OpenAI hatte also auf Kritik und auf Anregungen reagiert, wie sich die sozialen und psychologischen Probleme rund um Chatbots entschärfen lassen, und man könnte Hoffnung schöpfen. Radikale Änderungen wurden zwar nicht implementiert – so bleibt etwa Kevin Mungers Plädoyer ungehört, einige rhetorische Kniffe wie die Verwendung der ersten Person Singular und Plural («Ich» und «Wir») durch die Maschine zu deaktivieren. Aber GPT-5 stellt Nutzer:innen vielleicht eine weniger ideale Projektionsfläche bereit als die Vorgänger. Nur nützt das wenig: OpenAI reagierte sofort auf den Sturm der Empörung – GPT-4 wurde parallel zurückgebracht, so dass jeder selbst die präferierte Version des Chatbots wählen kann.

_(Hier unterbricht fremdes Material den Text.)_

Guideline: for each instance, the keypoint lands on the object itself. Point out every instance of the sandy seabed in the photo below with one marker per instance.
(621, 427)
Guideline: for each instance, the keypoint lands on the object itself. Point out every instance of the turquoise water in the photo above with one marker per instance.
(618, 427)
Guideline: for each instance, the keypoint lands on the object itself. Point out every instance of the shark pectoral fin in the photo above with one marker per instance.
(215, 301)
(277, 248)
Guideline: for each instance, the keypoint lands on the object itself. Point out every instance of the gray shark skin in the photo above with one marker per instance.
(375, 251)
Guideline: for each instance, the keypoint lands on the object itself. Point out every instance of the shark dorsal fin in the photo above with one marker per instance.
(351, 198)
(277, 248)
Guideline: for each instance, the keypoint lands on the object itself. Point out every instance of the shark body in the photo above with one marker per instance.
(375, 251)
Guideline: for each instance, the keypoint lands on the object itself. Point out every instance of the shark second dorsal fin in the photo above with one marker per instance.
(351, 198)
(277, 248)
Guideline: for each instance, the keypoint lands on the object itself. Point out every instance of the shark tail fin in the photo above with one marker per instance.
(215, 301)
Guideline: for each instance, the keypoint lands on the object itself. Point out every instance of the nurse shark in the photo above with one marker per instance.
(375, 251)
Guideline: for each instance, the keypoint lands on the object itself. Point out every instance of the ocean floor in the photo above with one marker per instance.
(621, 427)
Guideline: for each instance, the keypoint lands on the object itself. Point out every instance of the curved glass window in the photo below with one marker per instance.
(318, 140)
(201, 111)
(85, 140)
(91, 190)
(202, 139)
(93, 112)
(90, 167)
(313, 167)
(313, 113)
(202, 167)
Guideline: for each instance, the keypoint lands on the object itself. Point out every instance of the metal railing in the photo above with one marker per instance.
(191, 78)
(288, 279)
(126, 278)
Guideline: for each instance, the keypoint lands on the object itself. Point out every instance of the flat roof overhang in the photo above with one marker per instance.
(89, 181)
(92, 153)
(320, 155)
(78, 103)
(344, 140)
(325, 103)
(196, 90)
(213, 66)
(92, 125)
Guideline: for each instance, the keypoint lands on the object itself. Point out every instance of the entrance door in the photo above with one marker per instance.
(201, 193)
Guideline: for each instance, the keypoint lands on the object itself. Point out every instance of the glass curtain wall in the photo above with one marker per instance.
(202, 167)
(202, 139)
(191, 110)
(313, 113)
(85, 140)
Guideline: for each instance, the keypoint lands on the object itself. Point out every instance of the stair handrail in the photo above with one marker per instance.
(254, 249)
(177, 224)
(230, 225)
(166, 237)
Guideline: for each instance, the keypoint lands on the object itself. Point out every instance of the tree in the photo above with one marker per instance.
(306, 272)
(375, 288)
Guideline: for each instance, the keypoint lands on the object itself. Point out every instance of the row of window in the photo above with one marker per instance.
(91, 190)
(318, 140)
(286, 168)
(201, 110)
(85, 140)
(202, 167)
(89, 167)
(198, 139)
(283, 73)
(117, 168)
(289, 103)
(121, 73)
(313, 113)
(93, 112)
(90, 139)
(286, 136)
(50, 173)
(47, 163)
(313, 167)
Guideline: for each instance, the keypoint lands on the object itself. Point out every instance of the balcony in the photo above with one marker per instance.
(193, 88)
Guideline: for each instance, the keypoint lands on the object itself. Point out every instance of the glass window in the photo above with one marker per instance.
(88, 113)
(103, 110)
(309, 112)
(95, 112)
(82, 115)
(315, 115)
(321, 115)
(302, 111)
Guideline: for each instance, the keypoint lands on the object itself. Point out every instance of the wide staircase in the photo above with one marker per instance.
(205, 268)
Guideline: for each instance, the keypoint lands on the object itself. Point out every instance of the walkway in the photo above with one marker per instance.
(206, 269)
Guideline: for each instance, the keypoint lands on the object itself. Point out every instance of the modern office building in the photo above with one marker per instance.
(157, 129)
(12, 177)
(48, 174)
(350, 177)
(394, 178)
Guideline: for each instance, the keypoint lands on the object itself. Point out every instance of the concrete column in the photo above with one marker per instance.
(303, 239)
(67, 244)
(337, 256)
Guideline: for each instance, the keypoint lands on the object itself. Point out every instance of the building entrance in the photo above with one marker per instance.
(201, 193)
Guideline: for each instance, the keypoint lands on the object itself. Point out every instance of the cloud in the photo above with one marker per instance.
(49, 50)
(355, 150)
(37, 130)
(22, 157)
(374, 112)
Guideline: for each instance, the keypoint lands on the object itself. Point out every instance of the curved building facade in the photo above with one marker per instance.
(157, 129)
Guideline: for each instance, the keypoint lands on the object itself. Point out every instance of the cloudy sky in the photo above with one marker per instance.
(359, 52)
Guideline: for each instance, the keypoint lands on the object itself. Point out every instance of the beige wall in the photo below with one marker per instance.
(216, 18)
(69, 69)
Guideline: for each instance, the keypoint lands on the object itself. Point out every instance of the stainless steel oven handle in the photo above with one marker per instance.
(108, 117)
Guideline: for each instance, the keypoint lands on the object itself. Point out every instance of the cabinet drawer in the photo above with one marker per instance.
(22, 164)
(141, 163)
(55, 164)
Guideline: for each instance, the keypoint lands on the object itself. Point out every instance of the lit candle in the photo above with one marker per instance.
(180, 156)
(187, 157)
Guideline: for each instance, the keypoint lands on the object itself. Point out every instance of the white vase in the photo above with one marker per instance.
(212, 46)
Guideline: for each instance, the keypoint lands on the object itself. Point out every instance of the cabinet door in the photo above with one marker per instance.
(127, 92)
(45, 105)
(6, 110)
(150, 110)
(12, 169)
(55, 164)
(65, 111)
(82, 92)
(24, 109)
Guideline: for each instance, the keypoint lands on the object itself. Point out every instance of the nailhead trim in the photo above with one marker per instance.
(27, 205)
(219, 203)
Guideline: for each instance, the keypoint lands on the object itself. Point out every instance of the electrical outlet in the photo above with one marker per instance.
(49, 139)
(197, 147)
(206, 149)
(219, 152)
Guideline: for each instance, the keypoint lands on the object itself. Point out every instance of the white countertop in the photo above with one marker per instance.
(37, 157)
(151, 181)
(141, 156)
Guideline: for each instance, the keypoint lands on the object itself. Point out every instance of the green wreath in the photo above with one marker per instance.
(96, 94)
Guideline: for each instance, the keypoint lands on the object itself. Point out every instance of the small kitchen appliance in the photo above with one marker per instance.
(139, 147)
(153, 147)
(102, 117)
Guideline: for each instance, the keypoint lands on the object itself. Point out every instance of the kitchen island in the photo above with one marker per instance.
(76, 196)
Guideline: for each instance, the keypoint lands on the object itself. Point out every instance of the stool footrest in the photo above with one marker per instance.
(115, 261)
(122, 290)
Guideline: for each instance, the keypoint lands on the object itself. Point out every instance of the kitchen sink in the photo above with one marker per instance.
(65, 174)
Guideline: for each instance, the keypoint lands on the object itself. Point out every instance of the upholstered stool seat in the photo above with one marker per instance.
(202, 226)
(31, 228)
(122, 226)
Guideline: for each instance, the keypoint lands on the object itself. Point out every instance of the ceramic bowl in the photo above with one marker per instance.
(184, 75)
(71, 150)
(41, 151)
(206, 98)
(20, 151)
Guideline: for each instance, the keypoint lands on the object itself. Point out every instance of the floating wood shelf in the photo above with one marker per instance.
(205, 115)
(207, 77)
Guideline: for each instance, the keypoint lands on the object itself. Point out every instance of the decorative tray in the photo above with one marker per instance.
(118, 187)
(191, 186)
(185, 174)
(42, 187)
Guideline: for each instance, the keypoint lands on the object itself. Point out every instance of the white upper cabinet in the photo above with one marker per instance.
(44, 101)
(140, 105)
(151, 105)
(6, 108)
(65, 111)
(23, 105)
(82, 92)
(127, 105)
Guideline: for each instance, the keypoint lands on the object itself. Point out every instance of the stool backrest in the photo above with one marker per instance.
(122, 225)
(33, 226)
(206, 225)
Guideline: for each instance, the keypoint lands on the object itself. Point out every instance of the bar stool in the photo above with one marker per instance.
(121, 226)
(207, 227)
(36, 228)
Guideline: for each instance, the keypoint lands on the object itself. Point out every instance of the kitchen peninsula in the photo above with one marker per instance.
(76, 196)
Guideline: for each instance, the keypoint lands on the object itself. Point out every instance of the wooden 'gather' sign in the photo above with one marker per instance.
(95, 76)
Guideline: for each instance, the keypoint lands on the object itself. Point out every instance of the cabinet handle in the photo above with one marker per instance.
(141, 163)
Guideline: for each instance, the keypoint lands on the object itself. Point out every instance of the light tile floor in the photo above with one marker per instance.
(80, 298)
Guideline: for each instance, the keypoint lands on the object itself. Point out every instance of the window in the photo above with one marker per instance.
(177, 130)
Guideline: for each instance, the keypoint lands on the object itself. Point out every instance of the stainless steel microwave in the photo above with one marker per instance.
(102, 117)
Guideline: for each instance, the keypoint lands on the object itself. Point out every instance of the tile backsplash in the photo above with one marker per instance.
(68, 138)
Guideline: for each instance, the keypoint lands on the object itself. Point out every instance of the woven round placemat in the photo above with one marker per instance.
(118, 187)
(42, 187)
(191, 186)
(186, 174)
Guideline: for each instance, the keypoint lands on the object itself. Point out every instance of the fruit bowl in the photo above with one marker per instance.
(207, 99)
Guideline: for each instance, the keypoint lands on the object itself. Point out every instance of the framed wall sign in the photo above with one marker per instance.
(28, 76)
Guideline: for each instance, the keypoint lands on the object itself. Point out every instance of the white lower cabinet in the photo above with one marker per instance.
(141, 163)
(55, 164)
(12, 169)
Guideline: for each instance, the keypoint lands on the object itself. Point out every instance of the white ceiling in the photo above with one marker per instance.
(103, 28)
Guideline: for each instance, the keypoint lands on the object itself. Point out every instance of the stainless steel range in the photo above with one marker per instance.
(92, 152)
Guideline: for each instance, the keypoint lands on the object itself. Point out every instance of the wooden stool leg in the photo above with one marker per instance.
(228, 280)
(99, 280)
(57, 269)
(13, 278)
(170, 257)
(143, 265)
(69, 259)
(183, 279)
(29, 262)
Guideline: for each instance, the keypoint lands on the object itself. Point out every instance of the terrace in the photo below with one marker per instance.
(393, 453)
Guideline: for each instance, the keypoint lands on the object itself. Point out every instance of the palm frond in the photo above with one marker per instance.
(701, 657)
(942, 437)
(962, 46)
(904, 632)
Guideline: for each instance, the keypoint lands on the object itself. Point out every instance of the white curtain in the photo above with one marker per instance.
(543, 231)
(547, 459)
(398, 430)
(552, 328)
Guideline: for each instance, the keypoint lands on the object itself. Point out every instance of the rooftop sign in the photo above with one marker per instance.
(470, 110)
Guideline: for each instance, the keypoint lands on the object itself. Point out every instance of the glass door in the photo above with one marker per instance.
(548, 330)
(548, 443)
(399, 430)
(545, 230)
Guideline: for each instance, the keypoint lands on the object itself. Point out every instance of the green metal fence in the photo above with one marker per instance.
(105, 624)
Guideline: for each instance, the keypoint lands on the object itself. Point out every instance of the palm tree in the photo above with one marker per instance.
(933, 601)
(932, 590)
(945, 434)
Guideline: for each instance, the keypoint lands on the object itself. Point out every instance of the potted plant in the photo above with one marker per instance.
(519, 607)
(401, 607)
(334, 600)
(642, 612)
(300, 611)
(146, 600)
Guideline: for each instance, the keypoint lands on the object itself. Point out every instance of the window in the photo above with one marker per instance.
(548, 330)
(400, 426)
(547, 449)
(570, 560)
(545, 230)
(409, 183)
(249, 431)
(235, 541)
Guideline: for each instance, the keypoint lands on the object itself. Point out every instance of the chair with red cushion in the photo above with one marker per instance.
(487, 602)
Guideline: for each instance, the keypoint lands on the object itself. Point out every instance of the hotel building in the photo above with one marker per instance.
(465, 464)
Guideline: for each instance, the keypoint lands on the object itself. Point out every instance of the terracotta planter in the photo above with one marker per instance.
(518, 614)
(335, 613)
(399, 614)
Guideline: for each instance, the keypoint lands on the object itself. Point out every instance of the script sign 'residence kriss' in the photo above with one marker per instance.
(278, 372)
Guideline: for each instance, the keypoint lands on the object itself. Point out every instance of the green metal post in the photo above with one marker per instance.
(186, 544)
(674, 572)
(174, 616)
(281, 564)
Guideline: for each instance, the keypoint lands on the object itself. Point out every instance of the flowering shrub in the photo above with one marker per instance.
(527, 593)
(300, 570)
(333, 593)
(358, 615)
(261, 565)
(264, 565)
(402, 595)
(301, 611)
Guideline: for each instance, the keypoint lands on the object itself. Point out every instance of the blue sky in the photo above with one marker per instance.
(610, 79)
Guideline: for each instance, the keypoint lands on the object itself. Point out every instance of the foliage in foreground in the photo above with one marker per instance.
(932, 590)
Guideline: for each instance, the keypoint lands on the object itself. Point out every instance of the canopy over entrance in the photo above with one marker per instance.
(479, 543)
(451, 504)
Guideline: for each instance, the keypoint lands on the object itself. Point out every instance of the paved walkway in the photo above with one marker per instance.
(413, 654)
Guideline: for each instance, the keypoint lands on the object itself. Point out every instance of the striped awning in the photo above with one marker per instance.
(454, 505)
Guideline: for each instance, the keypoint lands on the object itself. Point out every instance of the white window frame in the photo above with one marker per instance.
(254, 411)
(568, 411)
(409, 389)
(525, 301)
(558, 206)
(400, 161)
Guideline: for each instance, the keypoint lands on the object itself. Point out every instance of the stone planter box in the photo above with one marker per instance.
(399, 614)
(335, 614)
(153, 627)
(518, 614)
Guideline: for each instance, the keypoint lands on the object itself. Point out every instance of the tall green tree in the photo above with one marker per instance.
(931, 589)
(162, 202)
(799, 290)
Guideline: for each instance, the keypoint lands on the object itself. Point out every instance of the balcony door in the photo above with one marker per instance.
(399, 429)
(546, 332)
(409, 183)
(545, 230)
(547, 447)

Wenn jede produktive Änderung also dazu führt, dass die Anwendungen möglicherweise weniger «Engagement» generieren, ist das Interesse kapitalistisch agierender Firmen natürlich sehr begrenzt. In die Enge getrieben werden sie höchstens durch juristische Schritte. Von Gewalt betroffene Familien versuchen, die Firmen, die die AI-Chatbots herstellen, zur Rechenschaft zu ziehen. Im Fall von drei Suiziden von Jugendlichen wurden in den letzten Monaten Klagen der «widerrechtlichen Tötung» vorgebracht, und Familienmitglieder werden vor den US-amerikanischen Senat geladen, um über die Gefahren von AI-Chatbots zu sprechen. Ob die Klagen erfolgreich sind, steht in den Sternen – es ist nicht unwahrscheinlich, dass die Firmen sie durch hohe Zahlungen aussergerichtlich beilegen können, ohne die Programme fundamental zu verändern. Bisher jedenfalls kommen von Seiten der Konzerne im Falle der hier diskutierten und vieler weiterer Fälle nur Floskeln darüber, wie «deeply saddened» sie seien, beschwichtigende Gemeinplätze, wie sie von den Bots selbst stammen könnten. Wenn Chatbots in schmeichlerischem Tonfall Fiktionen hervorbringen, die so vielen Menschen gefallen, werden diejenigen in Kauf genommen, deren Wahnvorstellungen sie bestärken und deren psychische Krisen sie verschlimmern.